If the order in a set doesn’t matter, can we change order of, say, $\Bbb{N}$?
It's true that sets are not ordered. As to whether you can 'change' the order, you cannot change something that is not there.
However you can define any ordering on them you want. For instance, we can order the naturals the usual way $$0,1,2,3,\ldots$$ or we can define an ordering where all the even numbers come first in their usual order, then the odd numbers $$ 0,2,4,6,\ldots, 1,3,5,7,\ldots.$$ There are many, many possibilities.
Also, the ordering needs to be defined unambiguously so we know exactly the order relationship between any two elements. For instance, I don't know what you mean when you write $$ \{3,5,...,78,1,9\}.$$ It's clear that you mean $9$ comes last (it is not a problem for an ordering to have a greatest element, even though in the two orderings I gave above, there was no greatest element), but I have no idea where $2$ goes in this ordering. If you just wrote this out of the blue, I wouldn't even be able to tell it was an ordering of the whole set of natural numbers and not just a subset.
Edit
Henning mentions an example in the comments that I think deserves mention in the answer, to reinforce the fact that there are many possibilities. Any enumeration of a countably infinite ordered set induces an order on the natural numbers. So, from the usual ordering of the rationals and an enumeration of the rationals, we get an ordering on the natural numbers that is dense, i.e. between any two numbers lies infinitely many others. We can’t even try to communicate this ordering as a list with some ellipses.
If you have the set $\{0, 1, 5, 3\}$, you can write it as $\{0, 3, 1, 5\}$. These are the same set, they contain the same elements.
And this is not changing the order of elements in the same set, as there is no order of elements in the same set. You're talking about the same set, just using different words. If I say
- "My family contains me, my wife, and our daughter",
and then I say
- "My family contains our daughter, my wife, and me",
I didn't change the order of members in my family, that doesn't even mean anything in this context! I just used different words to say the same thing.

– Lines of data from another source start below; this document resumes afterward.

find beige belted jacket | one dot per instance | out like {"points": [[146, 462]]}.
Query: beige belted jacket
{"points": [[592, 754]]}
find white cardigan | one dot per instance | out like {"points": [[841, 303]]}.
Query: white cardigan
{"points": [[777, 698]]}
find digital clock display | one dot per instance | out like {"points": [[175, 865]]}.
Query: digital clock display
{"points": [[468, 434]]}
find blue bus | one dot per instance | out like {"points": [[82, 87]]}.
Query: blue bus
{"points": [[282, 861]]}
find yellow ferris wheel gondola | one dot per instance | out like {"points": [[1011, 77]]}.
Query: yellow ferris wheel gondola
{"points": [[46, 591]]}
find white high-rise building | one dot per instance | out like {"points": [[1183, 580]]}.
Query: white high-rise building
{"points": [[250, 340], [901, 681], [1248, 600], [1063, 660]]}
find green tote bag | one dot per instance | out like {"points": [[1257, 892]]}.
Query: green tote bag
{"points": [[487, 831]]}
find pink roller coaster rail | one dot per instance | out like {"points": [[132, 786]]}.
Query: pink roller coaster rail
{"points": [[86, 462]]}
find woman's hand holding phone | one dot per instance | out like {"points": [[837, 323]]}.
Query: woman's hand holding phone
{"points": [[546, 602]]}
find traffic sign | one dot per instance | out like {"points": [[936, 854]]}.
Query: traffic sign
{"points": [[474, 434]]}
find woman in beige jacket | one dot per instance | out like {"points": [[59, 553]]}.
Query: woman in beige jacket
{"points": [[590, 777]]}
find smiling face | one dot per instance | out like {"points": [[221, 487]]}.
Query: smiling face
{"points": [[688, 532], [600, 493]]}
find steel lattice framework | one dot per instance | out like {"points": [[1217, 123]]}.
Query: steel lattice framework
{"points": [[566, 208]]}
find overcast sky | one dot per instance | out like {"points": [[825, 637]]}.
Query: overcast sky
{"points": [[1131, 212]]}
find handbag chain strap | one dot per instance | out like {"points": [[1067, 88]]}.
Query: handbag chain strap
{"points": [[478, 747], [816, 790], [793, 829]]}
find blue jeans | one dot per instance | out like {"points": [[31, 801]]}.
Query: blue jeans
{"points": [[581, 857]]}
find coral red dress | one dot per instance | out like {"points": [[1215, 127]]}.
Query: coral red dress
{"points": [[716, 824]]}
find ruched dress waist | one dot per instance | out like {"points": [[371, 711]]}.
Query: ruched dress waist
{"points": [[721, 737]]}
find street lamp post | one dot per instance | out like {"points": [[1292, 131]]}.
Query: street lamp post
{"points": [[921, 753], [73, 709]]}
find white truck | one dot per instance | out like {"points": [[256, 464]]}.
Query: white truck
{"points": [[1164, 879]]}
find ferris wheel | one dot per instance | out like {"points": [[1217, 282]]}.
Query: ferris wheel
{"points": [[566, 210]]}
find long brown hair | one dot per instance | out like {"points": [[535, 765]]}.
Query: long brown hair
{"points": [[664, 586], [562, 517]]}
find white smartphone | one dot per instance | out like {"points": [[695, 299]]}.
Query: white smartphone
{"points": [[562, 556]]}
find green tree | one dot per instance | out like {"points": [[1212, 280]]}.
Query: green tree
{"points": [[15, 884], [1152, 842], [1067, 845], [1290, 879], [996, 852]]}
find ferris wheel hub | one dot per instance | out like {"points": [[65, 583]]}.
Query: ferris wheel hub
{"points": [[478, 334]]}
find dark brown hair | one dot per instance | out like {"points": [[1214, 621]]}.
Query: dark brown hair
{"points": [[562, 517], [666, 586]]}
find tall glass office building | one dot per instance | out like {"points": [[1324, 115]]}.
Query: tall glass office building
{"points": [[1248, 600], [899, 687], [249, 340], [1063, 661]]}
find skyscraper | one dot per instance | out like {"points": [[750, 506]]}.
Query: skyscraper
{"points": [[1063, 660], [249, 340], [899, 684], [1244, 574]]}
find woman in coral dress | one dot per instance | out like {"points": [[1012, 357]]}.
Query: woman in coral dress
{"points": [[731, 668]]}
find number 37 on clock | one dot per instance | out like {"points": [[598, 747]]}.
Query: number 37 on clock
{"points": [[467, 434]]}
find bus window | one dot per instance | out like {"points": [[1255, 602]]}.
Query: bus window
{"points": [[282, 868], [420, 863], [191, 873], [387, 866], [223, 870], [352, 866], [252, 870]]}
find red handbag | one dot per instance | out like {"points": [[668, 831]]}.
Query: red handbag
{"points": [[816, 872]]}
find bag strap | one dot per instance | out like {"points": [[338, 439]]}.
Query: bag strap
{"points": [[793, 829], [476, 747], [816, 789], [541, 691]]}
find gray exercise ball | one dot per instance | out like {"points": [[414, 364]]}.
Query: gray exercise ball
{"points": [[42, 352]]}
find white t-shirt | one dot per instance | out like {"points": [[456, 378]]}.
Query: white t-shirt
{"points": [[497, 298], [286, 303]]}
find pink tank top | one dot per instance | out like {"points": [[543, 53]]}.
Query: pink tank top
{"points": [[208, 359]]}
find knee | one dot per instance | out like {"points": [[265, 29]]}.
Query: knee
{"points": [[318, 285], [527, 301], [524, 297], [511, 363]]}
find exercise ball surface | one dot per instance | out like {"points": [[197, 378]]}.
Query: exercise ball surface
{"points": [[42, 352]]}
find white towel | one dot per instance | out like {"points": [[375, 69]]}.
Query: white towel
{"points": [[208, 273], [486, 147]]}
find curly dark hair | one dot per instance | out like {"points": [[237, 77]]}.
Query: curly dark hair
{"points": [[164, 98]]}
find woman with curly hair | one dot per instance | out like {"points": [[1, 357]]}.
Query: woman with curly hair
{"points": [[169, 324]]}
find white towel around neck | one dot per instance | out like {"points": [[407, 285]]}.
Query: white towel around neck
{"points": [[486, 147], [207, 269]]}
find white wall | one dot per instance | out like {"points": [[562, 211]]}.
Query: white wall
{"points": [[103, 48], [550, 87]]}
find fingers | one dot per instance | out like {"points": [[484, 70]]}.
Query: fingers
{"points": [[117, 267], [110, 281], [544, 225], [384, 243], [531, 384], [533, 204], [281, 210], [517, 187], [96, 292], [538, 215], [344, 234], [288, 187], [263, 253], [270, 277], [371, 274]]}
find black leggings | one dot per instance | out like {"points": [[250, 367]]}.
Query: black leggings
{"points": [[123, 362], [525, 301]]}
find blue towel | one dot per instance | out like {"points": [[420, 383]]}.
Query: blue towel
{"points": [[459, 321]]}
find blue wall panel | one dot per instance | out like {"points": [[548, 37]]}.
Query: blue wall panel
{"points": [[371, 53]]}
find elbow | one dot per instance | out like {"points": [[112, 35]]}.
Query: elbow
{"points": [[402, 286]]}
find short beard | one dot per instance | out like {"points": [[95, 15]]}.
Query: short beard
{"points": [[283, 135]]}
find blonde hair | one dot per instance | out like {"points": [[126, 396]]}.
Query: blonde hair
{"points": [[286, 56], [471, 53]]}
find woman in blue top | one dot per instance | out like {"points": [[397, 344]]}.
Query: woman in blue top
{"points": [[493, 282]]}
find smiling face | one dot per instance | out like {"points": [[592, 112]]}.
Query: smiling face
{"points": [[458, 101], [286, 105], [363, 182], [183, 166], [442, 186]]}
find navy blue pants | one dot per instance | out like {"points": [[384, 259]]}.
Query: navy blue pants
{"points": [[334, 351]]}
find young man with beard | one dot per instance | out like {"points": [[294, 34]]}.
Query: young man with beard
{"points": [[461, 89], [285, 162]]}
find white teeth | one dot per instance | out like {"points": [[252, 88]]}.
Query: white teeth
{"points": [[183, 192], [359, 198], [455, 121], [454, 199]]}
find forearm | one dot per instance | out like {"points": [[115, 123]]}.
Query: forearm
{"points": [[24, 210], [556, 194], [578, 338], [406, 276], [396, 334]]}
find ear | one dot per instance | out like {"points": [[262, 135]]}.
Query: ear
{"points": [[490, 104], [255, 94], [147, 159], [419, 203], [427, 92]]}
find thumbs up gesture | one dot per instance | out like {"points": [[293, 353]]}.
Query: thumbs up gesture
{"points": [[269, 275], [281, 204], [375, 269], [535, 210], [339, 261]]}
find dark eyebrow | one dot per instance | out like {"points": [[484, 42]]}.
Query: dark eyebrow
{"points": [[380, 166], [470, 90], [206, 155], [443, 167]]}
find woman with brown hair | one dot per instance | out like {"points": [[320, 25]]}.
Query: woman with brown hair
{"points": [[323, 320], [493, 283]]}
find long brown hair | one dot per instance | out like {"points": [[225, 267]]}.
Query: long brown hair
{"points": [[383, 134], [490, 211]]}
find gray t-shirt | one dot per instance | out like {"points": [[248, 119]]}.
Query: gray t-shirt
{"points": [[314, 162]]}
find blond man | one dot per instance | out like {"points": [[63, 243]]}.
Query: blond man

But the crux of your question isn't about whether you can reorder the elements in a set, it really about what "..." means.
The "..." is a funny thing in mathematical texts. It's not really a mathematics concept at all, it's short of "dear reader, you know what I would write here if there was enough (possibly infinite) space and time, so let's just pretend I wrote it here".

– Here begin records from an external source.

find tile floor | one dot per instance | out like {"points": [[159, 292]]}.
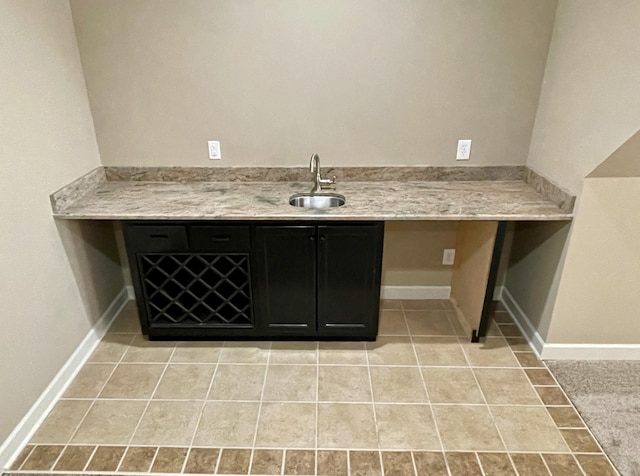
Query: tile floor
{"points": [[420, 400]]}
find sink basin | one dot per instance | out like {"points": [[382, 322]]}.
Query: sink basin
{"points": [[325, 200]]}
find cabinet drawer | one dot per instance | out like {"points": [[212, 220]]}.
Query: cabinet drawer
{"points": [[220, 238], [157, 238]]}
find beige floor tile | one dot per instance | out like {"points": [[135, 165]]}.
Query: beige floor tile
{"points": [[133, 381], [463, 464], [287, 425], [234, 461], [451, 385], [506, 386], [225, 424], [392, 323], [397, 384], [197, 352], [344, 384], [430, 463], [397, 463], [61, 422], [89, 381], [74, 458], [169, 460], [429, 323], [395, 350], [300, 462], [111, 348], [110, 422], [42, 458], [422, 304], [528, 429], [238, 382], [245, 352], [332, 463], [138, 459], [168, 423], [106, 458], [127, 321], [406, 427], [290, 383], [144, 350], [266, 462], [342, 425], [439, 351], [202, 461], [390, 304], [491, 352], [294, 353], [529, 464], [467, 428], [496, 464], [342, 353], [185, 382]]}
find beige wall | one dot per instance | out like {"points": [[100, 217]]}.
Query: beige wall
{"points": [[413, 253], [598, 299], [361, 82], [589, 105], [56, 278]]}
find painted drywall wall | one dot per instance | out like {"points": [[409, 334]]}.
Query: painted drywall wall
{"points": [[361, 82], [598, 300], [589, 106], [57, 278], [412, 254]]}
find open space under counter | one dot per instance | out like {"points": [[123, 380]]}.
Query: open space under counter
{"points": [[482, 199]]}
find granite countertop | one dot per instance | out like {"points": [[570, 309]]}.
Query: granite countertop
{"points": [[375, 193]]}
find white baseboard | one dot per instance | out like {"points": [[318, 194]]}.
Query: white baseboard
{"points": [[23, 432], [415, 292], [591, 352], [522, 321]]}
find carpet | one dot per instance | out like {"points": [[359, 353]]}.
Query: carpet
{"points": [[607, 395]]}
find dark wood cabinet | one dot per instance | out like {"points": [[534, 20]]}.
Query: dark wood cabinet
{"points": [[271, 280], [285, 265], [319, 280], [349, 265]]}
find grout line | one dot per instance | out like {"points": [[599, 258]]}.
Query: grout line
{"points": [[84, 468], [155, 389], [204, 403], [424, 385], [264, 384]]}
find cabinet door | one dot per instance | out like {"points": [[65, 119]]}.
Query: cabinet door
{"points": [[285, 263], [349, 266]]}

When you write "$\{1, 2, 3, 4, ...\}$", the reader knows that if you had enough space, you'd write all positive integers there, so he knows you mean the set of positive integers. When you write "$\{1, 2, 5, 4, 3, ...\}$", the reader has no clue what you would write there. The problem isn't that you wrote the set in different order, the problem is that you weren't clear enough when you told the reader what you mean.

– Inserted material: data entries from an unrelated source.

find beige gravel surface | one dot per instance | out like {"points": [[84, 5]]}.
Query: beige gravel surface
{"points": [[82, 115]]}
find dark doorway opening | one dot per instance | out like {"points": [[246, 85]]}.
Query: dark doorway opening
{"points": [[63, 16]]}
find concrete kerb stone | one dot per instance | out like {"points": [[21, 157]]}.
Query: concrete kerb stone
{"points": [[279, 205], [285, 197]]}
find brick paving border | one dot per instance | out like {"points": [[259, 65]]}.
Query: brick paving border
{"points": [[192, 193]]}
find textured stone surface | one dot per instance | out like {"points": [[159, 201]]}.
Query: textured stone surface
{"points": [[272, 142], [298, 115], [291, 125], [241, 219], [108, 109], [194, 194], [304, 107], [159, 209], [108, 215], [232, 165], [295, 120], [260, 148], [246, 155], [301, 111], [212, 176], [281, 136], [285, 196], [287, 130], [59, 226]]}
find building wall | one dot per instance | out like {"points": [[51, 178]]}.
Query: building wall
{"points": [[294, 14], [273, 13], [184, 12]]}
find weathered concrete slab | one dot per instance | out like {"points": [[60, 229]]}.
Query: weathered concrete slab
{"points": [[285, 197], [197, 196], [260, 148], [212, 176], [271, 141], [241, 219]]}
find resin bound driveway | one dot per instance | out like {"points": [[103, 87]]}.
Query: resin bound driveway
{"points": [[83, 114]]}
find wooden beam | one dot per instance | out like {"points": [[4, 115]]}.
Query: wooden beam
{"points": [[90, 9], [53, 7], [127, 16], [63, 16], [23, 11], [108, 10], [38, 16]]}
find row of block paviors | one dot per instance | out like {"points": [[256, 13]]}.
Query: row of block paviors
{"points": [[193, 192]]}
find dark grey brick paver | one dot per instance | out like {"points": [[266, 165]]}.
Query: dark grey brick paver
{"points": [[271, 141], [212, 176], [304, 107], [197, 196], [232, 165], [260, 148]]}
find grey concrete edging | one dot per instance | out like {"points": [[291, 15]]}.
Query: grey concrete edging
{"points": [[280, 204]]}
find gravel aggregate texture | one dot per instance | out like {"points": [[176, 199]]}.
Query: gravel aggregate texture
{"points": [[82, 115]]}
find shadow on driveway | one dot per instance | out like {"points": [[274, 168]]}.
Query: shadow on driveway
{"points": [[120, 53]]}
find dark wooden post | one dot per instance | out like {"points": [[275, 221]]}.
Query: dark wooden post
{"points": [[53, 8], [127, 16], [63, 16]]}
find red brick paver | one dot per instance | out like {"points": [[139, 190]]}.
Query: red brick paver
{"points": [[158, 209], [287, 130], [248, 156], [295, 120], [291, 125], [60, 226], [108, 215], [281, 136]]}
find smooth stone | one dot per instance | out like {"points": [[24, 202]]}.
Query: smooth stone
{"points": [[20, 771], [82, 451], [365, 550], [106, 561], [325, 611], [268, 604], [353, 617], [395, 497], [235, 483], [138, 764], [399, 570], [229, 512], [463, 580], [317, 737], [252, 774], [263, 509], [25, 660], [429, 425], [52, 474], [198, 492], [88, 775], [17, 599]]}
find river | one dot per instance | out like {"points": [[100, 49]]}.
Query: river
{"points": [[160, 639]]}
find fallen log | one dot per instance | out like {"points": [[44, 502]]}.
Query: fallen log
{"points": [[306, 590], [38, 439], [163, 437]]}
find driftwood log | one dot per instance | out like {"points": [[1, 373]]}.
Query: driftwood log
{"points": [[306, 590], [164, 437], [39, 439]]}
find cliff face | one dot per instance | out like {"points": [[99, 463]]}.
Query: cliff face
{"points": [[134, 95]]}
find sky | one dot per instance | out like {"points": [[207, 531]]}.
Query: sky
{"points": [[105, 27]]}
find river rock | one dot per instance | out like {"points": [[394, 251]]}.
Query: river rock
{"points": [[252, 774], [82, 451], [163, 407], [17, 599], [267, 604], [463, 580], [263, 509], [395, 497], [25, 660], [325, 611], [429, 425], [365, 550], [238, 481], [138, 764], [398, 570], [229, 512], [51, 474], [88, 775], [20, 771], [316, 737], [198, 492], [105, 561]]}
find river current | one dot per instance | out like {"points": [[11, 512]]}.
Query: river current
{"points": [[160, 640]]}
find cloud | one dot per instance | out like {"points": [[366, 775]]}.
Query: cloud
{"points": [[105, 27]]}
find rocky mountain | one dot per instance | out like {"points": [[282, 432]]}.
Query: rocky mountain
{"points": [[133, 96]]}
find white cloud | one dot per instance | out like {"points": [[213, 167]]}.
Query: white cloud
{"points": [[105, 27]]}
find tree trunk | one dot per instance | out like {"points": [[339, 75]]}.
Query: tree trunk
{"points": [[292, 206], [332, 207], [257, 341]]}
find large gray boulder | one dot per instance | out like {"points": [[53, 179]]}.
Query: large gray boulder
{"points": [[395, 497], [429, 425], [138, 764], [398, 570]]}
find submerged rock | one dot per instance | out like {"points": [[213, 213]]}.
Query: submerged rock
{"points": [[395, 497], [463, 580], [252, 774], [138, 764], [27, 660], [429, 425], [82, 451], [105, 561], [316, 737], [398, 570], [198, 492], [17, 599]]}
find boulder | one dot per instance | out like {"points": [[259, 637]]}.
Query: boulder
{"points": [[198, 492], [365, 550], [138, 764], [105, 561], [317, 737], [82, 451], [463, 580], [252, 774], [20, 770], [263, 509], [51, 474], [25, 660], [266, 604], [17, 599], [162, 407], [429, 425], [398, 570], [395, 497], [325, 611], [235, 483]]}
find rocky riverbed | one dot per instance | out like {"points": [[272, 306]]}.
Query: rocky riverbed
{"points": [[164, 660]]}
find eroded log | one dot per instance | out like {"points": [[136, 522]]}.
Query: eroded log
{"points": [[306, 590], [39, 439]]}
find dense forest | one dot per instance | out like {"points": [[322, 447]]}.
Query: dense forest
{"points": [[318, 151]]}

Again back to a (slightly clumsy) natural language example:
- "I remember the names of the 3rd US president, the 4th US president, the 5th US president, and so on and so on."
The reader probably realizes you mean you know the names of all US presidents, except perhaps for the first two.
- "I remember the names of the 30th US president, the 6th US president, the 17th US president, and so on and so on."
The reader has no clue what you mean.
In ZFC the two sets are the same set. I don't see why it is problematic.